Böyle işte, yazını okudum, çoğu yerde sana katılıyorum. Kötü bir film değil asla, yazımda dediğim gibi iyi bir film ama çok iyi değil.

Sevgiler, ayrıca bloğundaki link verdiğin yazı ve diğer yazılar için teşekkürler.

Tolga dedi ki...

tıklım tıkış evi ben de hiç sevmem.lilişka çok şirin bir bebek,
öpen de tabii.) bizim kaloriferler bozuk olduğundan battaniyeyle oturuyoruz.bakalım n'olcak..

sevgiyle.
t

ps:the shining'i bu gece indireceğim.

justine dedi ki...

Soğuk ev kadar beter başka bir şey var mı acaba? Durumunuzu anlıyorum Tolga, battaniye altındayız bu kış hepimiz;)

The Shining'i daha seyretmedin mi sen!? Hemen hemen seyret, bu gece inerse erteleme sakın. Muhteşem bir filmdir, en sevdiğim korku filmi odur hatta.
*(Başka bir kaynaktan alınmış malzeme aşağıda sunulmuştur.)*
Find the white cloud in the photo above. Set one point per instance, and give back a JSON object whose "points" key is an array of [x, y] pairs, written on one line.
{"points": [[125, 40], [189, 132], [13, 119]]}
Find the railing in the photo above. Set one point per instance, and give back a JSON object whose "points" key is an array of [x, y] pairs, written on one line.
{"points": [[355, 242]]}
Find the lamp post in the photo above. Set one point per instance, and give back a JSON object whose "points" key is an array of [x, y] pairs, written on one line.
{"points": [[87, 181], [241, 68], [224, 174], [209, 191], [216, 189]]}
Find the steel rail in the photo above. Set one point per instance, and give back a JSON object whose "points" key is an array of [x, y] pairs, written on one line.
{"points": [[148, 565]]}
Filmi anarak bitireyim öyleyse; "Hep çalışıp hiç oynamamak Jack'i sıkıcı bir çocuk haline getiriyor"

;))

şenay izne ayrıldı dedi ki...

hayır hayır, bu siz değilsiniz, yoo yoo, ışık size göre değil.
hamiş : şaka elbet. ne güzel.

justine dedi ki...

Işık herkese iyi gelir şekerim, ne demiş bir büyüğümüz; ışık, daha çok ışık;p

Hastaydın, umarım iyileşmişsindir, öpüyorum seni.

Hayal Kahvem dedi ki...

Yok Justine, İskandinav filmi diye bakmadım ben bu filme. Zamansız ve mekansız farzettim. Filmin görüntü yönetmeni çok başarılı bence. Film üzerimde feci depresif etki bırakmıştı. Filmden o kadar çok korktum ki.. En çok korktuğum şey tepkisizlik, coşkusuzluk, duygusuzluk çünkü... Bu filmde korktuklarım vardı. Sinemadan çıktığımda filmdekiler gibi değil de, ne yalan söyleyeyim benim gibi eciş bücüş, kılıksız,kara kuru, gürültülü insanları görünce "hey!çok şükür halen insanız" dedim:))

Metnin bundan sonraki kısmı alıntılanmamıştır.